In the first half of the twentieth century, empire stood squarely at the centre of Japanese life: competition with European and US powers in the Asia-Pacific region, the need for natural resources, working distant fishing grounds to regenerate revenue and feed hungry mouths, and other forces all drove empire building. In the end, however, Japan’s ‘China policy’ served as the spark in the dry tinderbox that eventually led to the Pacific War. Japan’s ‘special interests’ in China challenged US and European access to Chinese manufactures and markets, and placed Japan on a collision course with the Great Powers. Japan’s foreign policy was designed to protect its economic and military investments in China, the most important of which revolved around the South Manchurian Railroad, leased to Japan after the Russo-Japanese War (1905).
But other subsurface forces propelled Japan towards ‘total war’ in Asia. In the US, a half-century’s worth of racially charged immigration legislation and antagonistic foreign policy disillusioned many Japanese diplomats and policy-makers who set an increasingly autarkic course towards empire. After the dual victories of the Sino-Japanese (1895) and Russo-Japanese (1905) wars, the Great Powers conspired to deprive Japan of its war spoils, chiefly territory in northern Korea and China. Clearly, no place setting remained at the table of the Great Powers for the up-and-coming Asian nation. In this context, Japan increasingly pursued an alternative form of modern nationhood, one that wove the legitimacy of an empire in East Asia from the threads of modernization and ‘pan-Asianism’. Rhetorically, Japan sought to defend its Asian brothers and sisters from Western imperial aggression and encroachment. It is no secret that race served as a powerful driver in the events leading up to the Pacific War.

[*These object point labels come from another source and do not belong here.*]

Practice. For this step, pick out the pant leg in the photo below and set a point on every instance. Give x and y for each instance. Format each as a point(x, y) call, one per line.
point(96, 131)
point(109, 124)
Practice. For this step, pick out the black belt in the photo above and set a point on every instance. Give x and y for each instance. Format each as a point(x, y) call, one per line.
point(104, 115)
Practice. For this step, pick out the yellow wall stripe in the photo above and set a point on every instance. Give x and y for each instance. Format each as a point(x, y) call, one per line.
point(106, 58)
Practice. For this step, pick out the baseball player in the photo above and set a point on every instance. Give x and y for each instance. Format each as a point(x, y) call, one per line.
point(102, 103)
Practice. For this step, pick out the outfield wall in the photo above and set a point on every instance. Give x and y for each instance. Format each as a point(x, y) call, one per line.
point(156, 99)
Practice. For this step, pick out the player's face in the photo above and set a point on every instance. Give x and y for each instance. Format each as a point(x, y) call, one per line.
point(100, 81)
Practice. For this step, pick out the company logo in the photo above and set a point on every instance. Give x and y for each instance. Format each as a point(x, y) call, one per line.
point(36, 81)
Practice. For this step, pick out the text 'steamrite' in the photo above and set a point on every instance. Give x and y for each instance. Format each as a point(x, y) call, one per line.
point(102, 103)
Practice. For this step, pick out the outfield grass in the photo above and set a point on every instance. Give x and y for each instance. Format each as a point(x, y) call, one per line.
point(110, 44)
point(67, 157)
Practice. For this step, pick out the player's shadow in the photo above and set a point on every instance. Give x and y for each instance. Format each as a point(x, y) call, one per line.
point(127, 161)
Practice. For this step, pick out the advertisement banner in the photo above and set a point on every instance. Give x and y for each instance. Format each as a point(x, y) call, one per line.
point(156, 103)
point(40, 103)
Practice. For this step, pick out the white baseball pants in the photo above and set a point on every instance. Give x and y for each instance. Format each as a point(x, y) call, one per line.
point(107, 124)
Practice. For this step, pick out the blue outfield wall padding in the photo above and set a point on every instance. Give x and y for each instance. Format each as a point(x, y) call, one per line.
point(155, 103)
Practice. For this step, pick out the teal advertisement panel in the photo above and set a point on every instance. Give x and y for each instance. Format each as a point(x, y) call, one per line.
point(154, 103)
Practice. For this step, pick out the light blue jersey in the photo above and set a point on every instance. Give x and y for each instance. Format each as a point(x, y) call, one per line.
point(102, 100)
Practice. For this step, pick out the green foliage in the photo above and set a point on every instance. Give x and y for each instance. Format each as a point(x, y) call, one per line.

In the fourteenth and fifteenth centuries, political authority migrated outward into the provinces and away from the centre. If the Kyoto court, prior to the twelfth century, managed to consolidate authority in the ritsuryô bureaucracy, then with the advent of samurai governance influence became more decentralized and more feudal in nature. As the political authority and military might of the Ashikaga bakufu (1336–1578) waned, alliances external to the state began to take shape, between powerful samurai families, well-armed Buddhist monasteries, and even Kyoto neighbourhood associations. Under pressure from such groups, the Ashikaga bakufu eventually weakened to the point where it became ineffective and Japan descended to a socio-political condition best captured by the expression gekokujô, or the ‘low rising against the high’. In the political vacuum left by the weakened bakufu, new alliances formed as domain lords, known as daimyô, consolidated their power at the local level. The legacy of the domains and their daimyô is an important and lasting one. When the country was finally reunified at the end of the sixteenth century, many domains retained much of their autonomy, even as the Edo bakufu (1603–1868) consolidated its power in the new capital. In fact the legacy of regionalism survives to this day: even though Japan is a relatively small country, it retains a strong sense of local identity, today expressed benignly through local foods, literary traditions, and gifts. In the medieval period, regionalism proved far more malignant, often taking the form of predatory warfare.